A distancia que entre nós presentemente existe não é motivo bastante forte para recusar-me ao desejo de escrever estas palavras simples, destinadas á perfeita simplicidade do teu espirito.... d’aqui a meia duzia d’annos, quando estejas no caso de entendel-as, meu amôr.
Nem tu sabes que multidão de alegres pensamentos vaga-me no cerebro, hoje que um anno se completa que pela vez primeira te vi, rosada e pequenina, quasi imperceptivel átomo-flôr d’ uma existencia tão almejada e bemdita pelo meu espirito milhares de vezes rejubilado!
Como estuava-me o coração, alargado em seus ambitos pelo prazer, todo aberto ás santas paixões amoraveis de quem começa a gosar as grandes, as mellifluas, as inebriantes sensações vitaes da paternidade! Com que ternura immensa não te fitavam meus olhos, rasos d’agua, abertos como n’um sorriso, revendo a tua pequenina imagem atravez da nervosa palpitação imperceptivel dos cílios orvalhados das puras lágrymas do contentamento!

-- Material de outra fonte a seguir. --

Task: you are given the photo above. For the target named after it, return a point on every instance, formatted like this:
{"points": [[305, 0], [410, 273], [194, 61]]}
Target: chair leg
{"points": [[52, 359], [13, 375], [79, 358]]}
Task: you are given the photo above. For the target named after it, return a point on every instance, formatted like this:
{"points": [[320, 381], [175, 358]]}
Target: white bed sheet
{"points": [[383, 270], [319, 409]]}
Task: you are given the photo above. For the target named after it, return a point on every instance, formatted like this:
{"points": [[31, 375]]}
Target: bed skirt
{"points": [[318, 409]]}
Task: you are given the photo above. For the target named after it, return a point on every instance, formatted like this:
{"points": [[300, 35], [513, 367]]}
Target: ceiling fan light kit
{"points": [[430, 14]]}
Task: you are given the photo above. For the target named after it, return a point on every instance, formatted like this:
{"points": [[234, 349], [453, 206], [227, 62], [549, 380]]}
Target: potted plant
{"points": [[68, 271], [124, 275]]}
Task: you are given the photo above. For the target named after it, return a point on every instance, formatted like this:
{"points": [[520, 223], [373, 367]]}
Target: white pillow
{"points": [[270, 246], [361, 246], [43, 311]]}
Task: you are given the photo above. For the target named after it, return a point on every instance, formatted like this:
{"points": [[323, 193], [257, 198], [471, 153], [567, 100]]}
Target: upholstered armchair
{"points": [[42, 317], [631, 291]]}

Um mundo de pensamentos risonhos e transcendentaes produzia-se-me no espirito, em luzida cohorte de festivas alegrias benéficas. Sentia-me pequeno demais para creal-os, bastante insignificante para soletrar tramando de emoção todo aquelle mirífico alphabeto enorme da mais santa das paixões.

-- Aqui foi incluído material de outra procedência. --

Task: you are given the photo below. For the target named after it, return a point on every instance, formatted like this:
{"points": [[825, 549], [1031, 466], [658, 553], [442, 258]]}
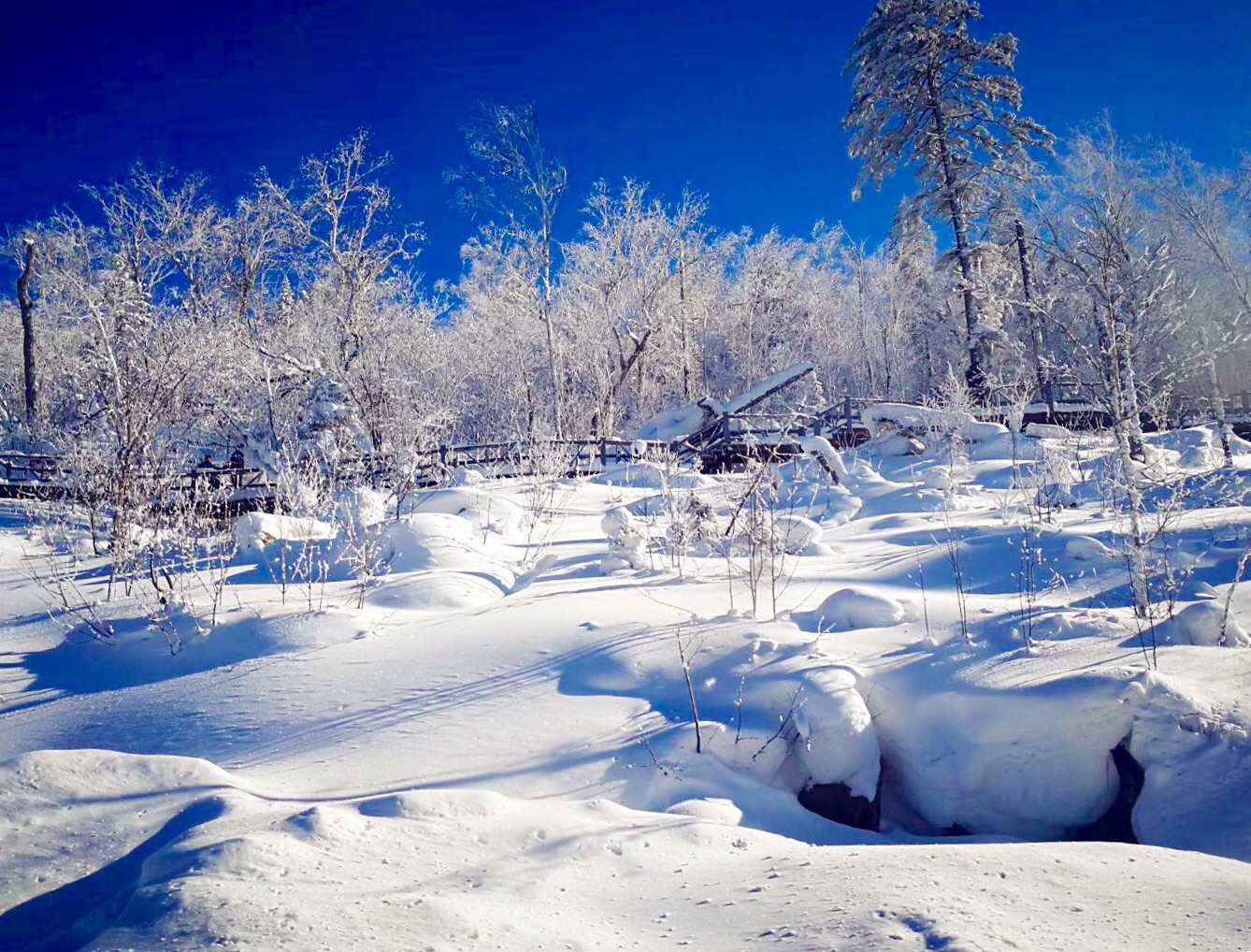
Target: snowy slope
{"points": [[498, 748]]}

Era a completa alegria que manifestava-se d’ess’arte em minha alma, porque pela primeira vez te via deante de mim, envolta em candidas faixas, ao collo de tua mãe, que desabrochava o rosto n’um sorriso meio doloroso e quasi todo espiritualisado já, como n’um altar immaculado, erguido á tua innocencia pela ternura da Mulher que te deu á luz, regenerada da culpa da especie pelo immanente martyrio da maternidade!
Hoje, que taes factos completam um anno, dia a dia, os mesmos sentimentos revoam-me festivos pelo espirito, com egual força de vitalidade.

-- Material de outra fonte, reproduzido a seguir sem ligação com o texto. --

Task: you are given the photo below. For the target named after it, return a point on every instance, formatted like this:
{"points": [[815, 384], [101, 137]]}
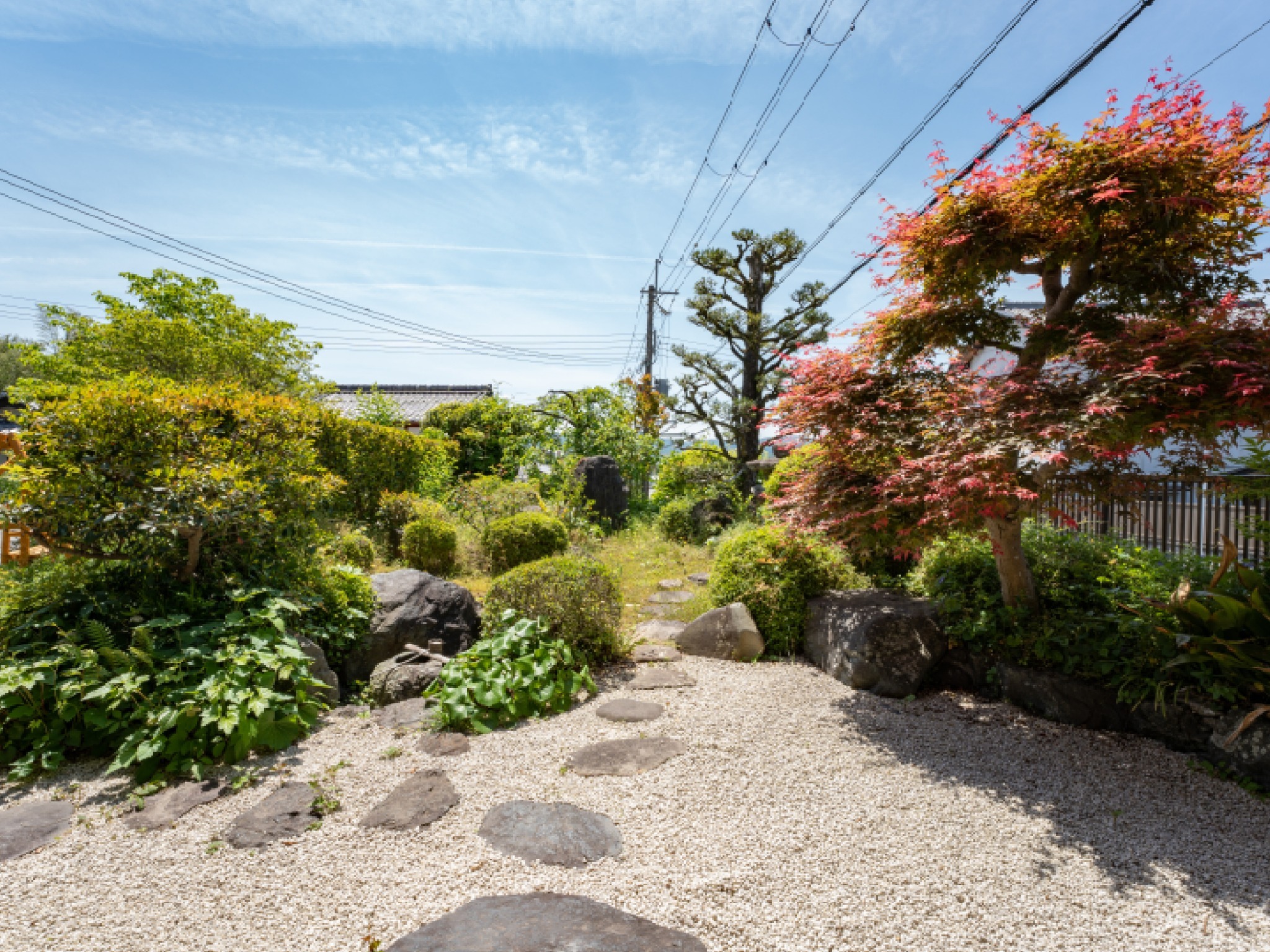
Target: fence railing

Inscrevo-os n’esta folha, registro-os em tua alma, ó flôr, para offerecer-t’os como presente d’annos em penhor do largo affecto de teu pae, emquanto, separado de ti por grande distancia, levanto á sorte mil votos pela tua felicidade futura, por tua existencia, por tua saude, pela tua angelica pureza de donzella e pela tua inquebrantavel virtude de esposa.
É bem possivel que não mais exista o auctor d’estas linhas e da tua existencia quando possas lêr as palavras aqui traçadas.
Não importa! Servirão para lembrar-te que possuiste um pae amorosíssimo, que teve para ti os pensamentos todos da sua vida e, por certo, ainda mesmo o pensamento final da hora derradeira!
Rio Madeira, abril.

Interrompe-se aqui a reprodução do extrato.